わたしは黙って彼らの後ろに立っているドクターに訴えた。
この人たちは何? 何をしているの?
ドクターはうつむいたまま、わたしの方を見ない。
ねえ、ドクター。
何度呼びかけても答えてくれない。やがて白い二人は一つ二つの言葉をかわすと、踵(きびす)を返して出口へ向かった。
ドクターは動かない。二人は振り返ってドクターを呼ぶ。
ドクターはようやく顔を上げてわたしを見つめたが、すぐに目をそらすと、二人を追って出て行った。
ドクターの顔を見て、わたしは何となく理解した。
ドクターのことは幼い頃から知っている。あの子がどんな感情を抱えているか、分からないわけがない。
その瞬間、わたしは死ぬのだな、と悟った。
*
「君たちのこれまでの努力を無にする形になってすまないと思う」
シェルターの所長は、私たち生物保存課第七班のメンバー五人を集め、そう言った。
「だがもう決まったことなのだ。どうか分かってほしい」
「承知しています」
私は班を代表して答えた。シェルターの資源には限りがある。どこかで優先順位をつけなくてはならない。病気にかかってしまったものを無理に存命させる余裕はないのだった。

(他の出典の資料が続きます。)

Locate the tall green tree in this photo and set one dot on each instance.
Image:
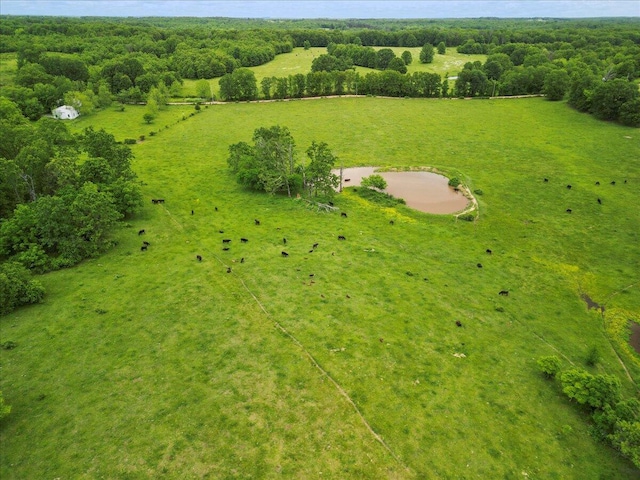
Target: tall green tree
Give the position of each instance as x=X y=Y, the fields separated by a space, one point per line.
x=426 y=53
x=318 y=178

とはいえまだ心の底では〝おばあちゃん〟を廃棄する決定に納得はできていなかった。班のメンバーも同じ気持ちだろう。〝おばあちゃん〟は生身でシェルターに持ち込まれてきた数少ない生物だった。そして同種のものは〝おばあちゃん〟が最後だ。かなう限り大切に守りたかった。
「とはいえ君たちの仕事はこれで終わりではない」
所長は私たちを慰めるようにつけ足した。
「あれの細胞は冷凍保存される。いつか、同じように保存されている多くの生物の胚と同じように、復活させられる日も来るだろう。その時には君たちの知識と技術が再び必要になる。どうか怠ることなく継承していってほしい」
──いつか? いつかとはどのくらい先のことだろう。そもそもそんな日は来るのだろうか。

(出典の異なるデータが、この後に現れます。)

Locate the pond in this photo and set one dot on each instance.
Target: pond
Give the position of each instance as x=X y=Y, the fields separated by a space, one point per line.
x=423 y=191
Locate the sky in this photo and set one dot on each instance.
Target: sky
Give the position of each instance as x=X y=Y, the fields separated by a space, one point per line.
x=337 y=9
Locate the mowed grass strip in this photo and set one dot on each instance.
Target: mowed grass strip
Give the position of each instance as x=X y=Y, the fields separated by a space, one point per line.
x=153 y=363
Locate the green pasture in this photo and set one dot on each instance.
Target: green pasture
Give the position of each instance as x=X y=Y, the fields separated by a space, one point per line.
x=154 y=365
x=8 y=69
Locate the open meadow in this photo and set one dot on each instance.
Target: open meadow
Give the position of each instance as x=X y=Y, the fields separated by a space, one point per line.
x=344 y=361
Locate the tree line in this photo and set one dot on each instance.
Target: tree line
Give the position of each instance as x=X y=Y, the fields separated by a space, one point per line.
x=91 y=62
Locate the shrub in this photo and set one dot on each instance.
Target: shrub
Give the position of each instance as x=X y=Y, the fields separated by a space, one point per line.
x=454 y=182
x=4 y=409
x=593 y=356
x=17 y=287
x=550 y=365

私はシェルターを取り囲む不毛の砂漠と、摂氏五十度を超える大気のことを思う。地球の気候は、もはや温暖化と呼ぶには手のつけられないところまで来てしまったのではないか。人類は文明のわずかな残滓(ざんし)にしがみついて、無駄な延命をはかっているだけではないのか。
「ドクター?」
班員に声をかけられて、私は我に返る。所長はとうに私たちのラボから去っていた。
「廃棄は今すぐではなく、冬の休眠状態になってからにしたいのですが、どうでしょう。四季の部屋の季節をかなり早回しにする必要がありますが」
「そうね、そうしましょう。ご苦労様でした」
班員たちは一礼するとラボのそれぞれの持ち場に戻っていった。所長が言ったように、仕事はこれで終わりではない。膨大なデータを整理して残しておかなくてはならない。これからは私もコンピューターに向き合うのが仕事になるだろう。

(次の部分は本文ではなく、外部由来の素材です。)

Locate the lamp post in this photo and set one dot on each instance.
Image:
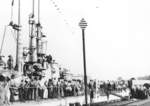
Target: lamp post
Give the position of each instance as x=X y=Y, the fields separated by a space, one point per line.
x=83 y=25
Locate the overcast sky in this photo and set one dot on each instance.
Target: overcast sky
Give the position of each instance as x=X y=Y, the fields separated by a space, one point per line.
x=117 y=36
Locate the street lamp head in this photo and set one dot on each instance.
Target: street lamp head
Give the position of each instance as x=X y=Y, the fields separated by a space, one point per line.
x=83 y=23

最後にもう一度〝おばあちゃん〟に会っておきたい……。
四季の部屋は、外で行われた決定のことなどまるで知らぬげにうららかな陽気に満ちていた。
「おばあちゃん……」
私はおばあちゃんのごつごつした肌に手を触れる。思わず涙が溢(あふ)れてきた。
幼い頃、気象学者でこのシェルターの建設に尽力していた両親とは一緒に暮らせず、私は祖父母の家に預けられていた。寂しさを紛らわすために、いつももたれかかっては話しかけていた。亡くなった祖母が大切にしていたから、代わりにおばあちゃんと呼んだ。その時代のことが胸に浮かぶ。
「おばあちゃん、ごめんね」
おばあちゃんはいつの日か、クローンとして甦ることがあるかもしれない。だがそれはこの〝おばあちゃん〟ではない。おばあちゃんを見つめる人々の目も、まったく違うものになるだろう。シェルターで生まれた子供たちは、春が何かさえ知らない。
おばあちゃんの体に寄りかかった私の頬に、髪に、薄赤い花びらが吹雪のように降り注ぐ。
地上で最後のソメイヨシノが散らす桜吹雪だった。